Der lange als verbindlich geltende Kanon der Kunstgeschichte ist aufgebrochen, die Meistererzählung hat durch ihre Lücken Risse bekommen. Oft schon wurde die Malerei für tot erklärt und das Ende des Bildes diskutiert. Zahlreiche Publikumsrückmeldungen verdeutlichten 2024, dass der Prozess des Malens, die Wirkungen der Farben wie die Erfassung und Auflösung des Gegenständlichen im Bild das Publikum aber bis heute fasziniert.
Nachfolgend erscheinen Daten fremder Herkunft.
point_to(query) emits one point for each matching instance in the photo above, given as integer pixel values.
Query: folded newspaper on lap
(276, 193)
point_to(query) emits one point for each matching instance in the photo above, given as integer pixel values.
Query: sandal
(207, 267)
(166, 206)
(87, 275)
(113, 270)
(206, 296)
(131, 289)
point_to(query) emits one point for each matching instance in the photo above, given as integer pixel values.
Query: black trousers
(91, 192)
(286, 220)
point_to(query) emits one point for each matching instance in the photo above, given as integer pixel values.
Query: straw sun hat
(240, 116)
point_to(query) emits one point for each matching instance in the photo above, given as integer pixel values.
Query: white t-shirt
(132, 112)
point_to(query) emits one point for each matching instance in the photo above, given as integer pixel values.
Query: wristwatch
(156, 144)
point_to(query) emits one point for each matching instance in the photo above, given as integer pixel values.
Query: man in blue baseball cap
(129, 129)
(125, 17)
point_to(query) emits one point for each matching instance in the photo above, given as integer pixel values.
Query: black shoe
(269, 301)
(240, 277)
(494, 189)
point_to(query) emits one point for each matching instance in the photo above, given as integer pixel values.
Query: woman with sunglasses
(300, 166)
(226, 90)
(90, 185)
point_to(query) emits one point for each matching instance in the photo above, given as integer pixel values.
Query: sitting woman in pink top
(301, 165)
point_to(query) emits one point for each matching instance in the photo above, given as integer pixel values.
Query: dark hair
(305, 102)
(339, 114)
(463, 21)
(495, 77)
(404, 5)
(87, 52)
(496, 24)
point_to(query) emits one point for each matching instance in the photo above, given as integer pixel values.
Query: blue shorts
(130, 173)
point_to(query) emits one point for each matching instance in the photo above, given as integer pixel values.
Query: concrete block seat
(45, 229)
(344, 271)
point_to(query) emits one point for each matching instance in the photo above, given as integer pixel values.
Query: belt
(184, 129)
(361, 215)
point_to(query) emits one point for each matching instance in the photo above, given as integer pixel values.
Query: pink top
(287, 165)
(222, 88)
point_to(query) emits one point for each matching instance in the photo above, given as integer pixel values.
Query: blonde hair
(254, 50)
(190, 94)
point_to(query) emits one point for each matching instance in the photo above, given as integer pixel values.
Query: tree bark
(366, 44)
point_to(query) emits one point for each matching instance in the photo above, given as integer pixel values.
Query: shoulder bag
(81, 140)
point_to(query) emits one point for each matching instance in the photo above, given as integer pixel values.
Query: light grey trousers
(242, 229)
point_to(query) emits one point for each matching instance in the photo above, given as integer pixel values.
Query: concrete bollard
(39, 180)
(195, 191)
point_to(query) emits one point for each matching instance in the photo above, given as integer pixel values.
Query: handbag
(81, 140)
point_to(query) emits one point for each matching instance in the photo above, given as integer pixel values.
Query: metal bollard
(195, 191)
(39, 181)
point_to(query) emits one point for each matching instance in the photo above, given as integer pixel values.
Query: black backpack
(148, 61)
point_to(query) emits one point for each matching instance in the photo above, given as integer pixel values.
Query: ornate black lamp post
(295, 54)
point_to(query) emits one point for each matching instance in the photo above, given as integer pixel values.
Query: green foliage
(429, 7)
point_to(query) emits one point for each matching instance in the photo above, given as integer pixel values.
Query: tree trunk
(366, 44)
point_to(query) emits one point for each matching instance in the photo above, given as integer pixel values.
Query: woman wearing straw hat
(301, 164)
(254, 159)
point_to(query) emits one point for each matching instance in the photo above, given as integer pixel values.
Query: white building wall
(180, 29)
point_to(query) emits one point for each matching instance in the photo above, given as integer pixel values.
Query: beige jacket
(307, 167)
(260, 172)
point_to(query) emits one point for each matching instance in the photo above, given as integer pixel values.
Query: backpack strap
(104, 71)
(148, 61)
Idealisiert, komponiert oder aus der Fantasie entsprungen, wollte man um 1800 das Leben der Menschen im Einklang mit der Natur propagieren. Im Biedermeier, zur Mitte des 19. Jahrhunderts, wurde die Landschaft zum Sehnsuchtsort im städtischen, bürgerlichen Wohnzimmer. Die Alpen wurden erklommen, bezwungen und zum touristischen Highlight. Als besonderes Bildmotiv wurde die Mühle gewählt, die nicht nur romantische Qualitäten hatte, sondern als Symbol für technischen Fortschritt auch für wirtschaftliches Wohlergehen stand.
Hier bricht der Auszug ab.